Specify optional comma-separated pairs of `Name,Value` arguments. `Name` is the argument name and `Value` is the corresponding value. `Name` must appear inside single quotes (`' '`). You can specify several name and value pair arguments in any order as `Name1,Value1,...,NameN,ValueN`.

Pruning level, specified as the comma-separated pair consisting of `'Subtrees'` and a vector of nonnegative integers in ascending order or `'all'`.

If you specify a vector, then all elements must be at least `0` and at most `max(tree.PruneList)`. `0` indicates the full, unpruned tree and `max(tree.PruneList)` indicates the completely pruned tree (i.e., just the root node).

If you specify `'all'`, then `RegressionTree.resubPredict` operates on all subtrees (i.e., the entire pruning sequence). This specification is equivalent to using `0:max(tree.PruneList)`.

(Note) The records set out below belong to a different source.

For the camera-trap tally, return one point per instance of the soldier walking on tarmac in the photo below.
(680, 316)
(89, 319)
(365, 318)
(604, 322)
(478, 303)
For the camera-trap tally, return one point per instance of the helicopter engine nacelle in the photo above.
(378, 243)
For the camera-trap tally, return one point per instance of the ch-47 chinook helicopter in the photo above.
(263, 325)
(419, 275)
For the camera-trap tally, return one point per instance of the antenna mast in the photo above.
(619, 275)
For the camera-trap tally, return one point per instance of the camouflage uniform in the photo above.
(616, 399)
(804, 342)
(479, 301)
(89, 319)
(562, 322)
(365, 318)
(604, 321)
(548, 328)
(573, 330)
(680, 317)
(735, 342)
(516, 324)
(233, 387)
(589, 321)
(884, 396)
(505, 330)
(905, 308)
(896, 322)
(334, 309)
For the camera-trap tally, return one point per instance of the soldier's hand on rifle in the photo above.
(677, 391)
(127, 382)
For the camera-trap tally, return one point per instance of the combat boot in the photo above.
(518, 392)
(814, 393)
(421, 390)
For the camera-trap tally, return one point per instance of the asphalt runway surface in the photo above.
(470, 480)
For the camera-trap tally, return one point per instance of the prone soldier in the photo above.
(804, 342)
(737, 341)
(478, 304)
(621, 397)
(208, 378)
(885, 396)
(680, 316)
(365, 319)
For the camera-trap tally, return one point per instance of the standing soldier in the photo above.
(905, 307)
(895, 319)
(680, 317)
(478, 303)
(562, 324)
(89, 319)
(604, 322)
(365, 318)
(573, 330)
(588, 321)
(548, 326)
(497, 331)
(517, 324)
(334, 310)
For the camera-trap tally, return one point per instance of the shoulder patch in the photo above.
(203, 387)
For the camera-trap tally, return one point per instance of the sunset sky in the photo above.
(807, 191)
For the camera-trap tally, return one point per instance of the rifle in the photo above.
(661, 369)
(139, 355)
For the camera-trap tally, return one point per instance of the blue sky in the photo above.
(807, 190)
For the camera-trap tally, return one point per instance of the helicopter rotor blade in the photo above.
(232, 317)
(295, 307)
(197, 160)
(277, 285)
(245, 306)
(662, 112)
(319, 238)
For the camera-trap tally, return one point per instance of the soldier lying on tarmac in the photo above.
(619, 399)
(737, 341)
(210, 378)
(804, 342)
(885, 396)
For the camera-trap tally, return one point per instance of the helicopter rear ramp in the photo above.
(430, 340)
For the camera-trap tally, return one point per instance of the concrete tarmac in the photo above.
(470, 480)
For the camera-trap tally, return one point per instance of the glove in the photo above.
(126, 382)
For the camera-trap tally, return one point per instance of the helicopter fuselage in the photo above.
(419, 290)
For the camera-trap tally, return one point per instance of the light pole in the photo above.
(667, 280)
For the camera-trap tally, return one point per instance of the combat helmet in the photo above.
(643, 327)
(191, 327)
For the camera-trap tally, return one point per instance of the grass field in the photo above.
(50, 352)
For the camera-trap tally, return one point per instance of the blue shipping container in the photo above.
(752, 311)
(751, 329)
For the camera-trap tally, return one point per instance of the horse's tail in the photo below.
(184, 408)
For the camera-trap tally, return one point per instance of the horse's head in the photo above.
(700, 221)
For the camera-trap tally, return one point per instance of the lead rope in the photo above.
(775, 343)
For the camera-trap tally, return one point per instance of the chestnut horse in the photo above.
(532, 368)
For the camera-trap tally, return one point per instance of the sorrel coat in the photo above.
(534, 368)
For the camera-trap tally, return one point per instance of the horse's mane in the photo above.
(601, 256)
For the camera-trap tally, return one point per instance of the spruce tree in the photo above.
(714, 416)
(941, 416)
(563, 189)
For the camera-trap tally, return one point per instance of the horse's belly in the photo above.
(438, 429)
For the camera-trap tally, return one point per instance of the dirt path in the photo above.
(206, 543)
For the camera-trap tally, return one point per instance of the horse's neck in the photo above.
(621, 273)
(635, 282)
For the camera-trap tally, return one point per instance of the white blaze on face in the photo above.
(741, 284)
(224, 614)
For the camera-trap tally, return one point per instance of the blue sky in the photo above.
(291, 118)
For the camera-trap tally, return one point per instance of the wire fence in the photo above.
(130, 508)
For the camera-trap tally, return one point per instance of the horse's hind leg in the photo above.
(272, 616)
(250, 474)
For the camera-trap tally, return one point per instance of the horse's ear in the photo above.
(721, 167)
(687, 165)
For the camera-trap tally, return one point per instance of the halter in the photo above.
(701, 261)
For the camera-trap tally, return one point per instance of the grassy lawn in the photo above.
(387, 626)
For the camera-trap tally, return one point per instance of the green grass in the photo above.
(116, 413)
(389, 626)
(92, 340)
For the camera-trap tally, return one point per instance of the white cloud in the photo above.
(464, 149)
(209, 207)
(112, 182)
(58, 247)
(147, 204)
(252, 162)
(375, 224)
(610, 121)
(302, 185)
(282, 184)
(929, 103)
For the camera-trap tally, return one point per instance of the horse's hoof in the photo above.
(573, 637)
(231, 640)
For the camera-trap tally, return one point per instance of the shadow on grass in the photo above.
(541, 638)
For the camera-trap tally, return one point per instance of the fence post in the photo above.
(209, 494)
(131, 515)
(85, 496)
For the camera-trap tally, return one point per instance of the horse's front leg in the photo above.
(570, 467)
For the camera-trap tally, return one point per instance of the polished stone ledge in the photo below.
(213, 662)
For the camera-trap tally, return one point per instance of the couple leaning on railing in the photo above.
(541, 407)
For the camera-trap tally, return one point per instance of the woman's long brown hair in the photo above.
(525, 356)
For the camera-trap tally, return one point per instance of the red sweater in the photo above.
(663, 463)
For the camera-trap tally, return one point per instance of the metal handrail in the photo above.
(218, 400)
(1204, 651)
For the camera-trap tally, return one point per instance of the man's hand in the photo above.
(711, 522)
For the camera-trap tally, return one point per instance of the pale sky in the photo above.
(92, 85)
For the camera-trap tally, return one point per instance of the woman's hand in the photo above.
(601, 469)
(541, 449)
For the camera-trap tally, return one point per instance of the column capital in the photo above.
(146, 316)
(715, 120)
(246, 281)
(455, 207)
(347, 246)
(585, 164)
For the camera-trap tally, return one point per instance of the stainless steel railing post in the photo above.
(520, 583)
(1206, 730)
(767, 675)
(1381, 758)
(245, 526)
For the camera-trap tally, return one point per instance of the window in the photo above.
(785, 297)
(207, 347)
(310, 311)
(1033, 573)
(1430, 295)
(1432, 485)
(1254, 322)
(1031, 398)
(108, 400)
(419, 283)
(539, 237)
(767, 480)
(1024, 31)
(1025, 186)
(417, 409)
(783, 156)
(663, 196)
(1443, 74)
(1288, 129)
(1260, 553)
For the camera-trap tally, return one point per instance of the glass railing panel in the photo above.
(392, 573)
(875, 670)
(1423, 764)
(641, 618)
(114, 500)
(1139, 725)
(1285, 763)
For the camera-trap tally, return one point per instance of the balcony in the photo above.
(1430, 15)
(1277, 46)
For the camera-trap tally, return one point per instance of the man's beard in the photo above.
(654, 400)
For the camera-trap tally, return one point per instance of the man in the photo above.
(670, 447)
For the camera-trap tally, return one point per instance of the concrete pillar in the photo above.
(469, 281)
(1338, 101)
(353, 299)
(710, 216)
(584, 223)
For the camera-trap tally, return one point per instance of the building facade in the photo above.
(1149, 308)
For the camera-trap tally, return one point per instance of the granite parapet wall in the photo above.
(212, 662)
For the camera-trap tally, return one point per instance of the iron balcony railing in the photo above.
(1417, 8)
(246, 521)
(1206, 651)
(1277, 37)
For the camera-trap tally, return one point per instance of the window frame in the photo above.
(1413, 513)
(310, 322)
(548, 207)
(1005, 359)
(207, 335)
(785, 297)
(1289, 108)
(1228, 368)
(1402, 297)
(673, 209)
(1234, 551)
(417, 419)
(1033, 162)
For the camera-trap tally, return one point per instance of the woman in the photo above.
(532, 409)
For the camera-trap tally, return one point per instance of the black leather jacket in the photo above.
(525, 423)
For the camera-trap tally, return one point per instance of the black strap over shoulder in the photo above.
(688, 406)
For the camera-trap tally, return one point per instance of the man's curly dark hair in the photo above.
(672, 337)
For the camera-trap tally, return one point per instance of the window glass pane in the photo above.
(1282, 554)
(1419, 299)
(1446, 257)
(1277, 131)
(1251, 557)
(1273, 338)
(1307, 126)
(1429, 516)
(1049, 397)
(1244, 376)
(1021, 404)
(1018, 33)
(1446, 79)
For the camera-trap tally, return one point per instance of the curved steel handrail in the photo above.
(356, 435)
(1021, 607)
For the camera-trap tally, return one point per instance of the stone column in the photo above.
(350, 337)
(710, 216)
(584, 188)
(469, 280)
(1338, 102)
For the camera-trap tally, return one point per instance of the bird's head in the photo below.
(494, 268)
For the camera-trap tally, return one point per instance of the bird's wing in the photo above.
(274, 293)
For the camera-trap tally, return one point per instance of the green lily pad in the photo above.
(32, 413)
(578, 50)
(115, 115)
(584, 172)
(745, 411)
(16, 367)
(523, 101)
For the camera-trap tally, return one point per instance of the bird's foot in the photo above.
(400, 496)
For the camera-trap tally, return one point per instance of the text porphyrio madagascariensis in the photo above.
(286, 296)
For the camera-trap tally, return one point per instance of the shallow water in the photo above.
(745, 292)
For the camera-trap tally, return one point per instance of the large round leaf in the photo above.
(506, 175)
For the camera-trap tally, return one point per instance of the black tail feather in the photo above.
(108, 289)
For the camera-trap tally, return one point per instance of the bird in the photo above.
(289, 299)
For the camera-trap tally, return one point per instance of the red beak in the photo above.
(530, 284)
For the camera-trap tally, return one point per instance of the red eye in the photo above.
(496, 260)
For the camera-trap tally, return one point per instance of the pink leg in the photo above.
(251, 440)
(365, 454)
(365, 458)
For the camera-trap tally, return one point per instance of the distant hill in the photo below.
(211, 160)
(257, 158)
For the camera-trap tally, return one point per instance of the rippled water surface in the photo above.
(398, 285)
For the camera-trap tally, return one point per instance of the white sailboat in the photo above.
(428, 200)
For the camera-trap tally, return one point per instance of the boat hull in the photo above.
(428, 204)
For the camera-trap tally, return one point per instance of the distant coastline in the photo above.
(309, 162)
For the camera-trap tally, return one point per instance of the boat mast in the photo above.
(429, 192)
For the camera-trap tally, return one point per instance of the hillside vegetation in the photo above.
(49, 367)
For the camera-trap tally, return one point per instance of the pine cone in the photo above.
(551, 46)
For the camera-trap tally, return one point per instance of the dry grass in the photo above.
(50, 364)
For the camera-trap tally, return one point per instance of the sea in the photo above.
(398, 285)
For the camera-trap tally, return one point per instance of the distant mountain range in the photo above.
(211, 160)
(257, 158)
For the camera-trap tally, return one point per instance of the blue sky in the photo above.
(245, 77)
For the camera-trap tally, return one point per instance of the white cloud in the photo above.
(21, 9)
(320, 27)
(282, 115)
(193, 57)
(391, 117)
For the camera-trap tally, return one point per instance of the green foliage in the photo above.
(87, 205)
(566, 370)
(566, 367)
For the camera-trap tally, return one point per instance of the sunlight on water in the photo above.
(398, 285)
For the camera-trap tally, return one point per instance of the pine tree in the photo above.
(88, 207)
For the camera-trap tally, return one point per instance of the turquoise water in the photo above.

`RegressionTree.resubPredict` prunes `tree` to each level indicated in `Subtrees`, and then estimates the corresponding output arguments. The size of `Subtrees` determines the size of some output arguments.

To invoke `Subtrees`, the properties `PruneList` and `PruneAlpha` of `tree` must be nonempty. In other words, grow `tree` by setting `'Prune','on'`, or by pruning `tree` using `prune`.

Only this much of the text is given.